September 14, 2017 | By Anna Watson, '19
Ben Greenberg, an investigative journalist who focuses on cold cases and unpunished violence during the Civil Rights Movement, spoke to a standing-room-only audience in Bobbitt Auditorium on September 13 about more recent history for the annual Coy James Memorial Lecture.
Through remarks titled "Finding Truth in Police Killings of Young Black Men," Greenberg explored police justification in the 1962 death of Army Cpl. Roman Ducksworth, Jr., and the 2014 death of teenager Michael Brown. For each story, Greenberg described the incident and mapped the tragic killing in detail, sharing the conflicting testimonies that continue to surround each case.
During the question-and-answer period following the lecture, one student asked Greenberg how he felt about the idea that our society, in terms of racial issues and police brutality, is still in a similar place as it was in the Civil Rights Era. "It makes me feel despair," Greenberg responded, "but also that I have to do my part."
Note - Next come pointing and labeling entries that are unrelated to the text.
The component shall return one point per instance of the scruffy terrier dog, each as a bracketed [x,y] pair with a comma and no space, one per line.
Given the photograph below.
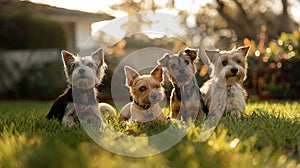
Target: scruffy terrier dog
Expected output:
[79,99]
[146,91]
[224,92]
[186,98]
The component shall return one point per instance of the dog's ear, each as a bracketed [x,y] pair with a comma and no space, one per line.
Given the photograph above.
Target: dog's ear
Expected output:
[163,60]
[192,53]
[244,50]
[157,73]
[98,55]
[131,75]
[67,58]
[211,55]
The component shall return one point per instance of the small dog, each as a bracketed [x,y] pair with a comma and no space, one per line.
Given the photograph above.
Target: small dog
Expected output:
[146,91]
[186,98]
[79,99]
[224,92]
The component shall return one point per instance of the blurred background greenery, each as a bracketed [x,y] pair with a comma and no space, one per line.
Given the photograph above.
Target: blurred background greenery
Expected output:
[271,27]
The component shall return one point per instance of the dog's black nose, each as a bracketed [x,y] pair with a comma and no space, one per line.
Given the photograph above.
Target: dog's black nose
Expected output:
[234,70]
[153,97]
[181,70]
[81,71]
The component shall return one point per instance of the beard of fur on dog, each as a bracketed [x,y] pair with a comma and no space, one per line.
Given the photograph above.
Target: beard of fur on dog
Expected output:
[145,89]
[224,92]
[229,66]
[181,66]
[84,72]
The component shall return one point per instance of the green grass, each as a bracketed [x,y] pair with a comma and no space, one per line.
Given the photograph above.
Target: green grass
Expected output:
[268,136]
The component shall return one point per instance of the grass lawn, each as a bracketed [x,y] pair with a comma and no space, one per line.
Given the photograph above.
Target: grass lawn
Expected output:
[268,136]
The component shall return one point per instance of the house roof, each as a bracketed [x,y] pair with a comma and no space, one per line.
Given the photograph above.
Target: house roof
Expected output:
[55,13]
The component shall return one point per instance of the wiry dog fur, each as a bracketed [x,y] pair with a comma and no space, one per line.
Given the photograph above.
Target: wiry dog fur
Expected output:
[186,98]
[224,92]
[146,91]
[83,75]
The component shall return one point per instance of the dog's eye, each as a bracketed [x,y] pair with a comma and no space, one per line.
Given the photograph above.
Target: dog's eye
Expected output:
[90,65]
[224,63]
[187,62]
[143,88]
After questions, many students and professors stayed to talk one-on-one with Greenberg. Among them was history professor Marcy Sacks, who has known Greenberg since they were young kids but hadn't seen him in more than 30 years.
Each year the Albion College History Department invites a distinguished scholar in U.S. history to share their work with the faculty, students, and community at large. This endowed lecture series was established to honor the late professor Coy James, a much-revered member of the History faculty for many years.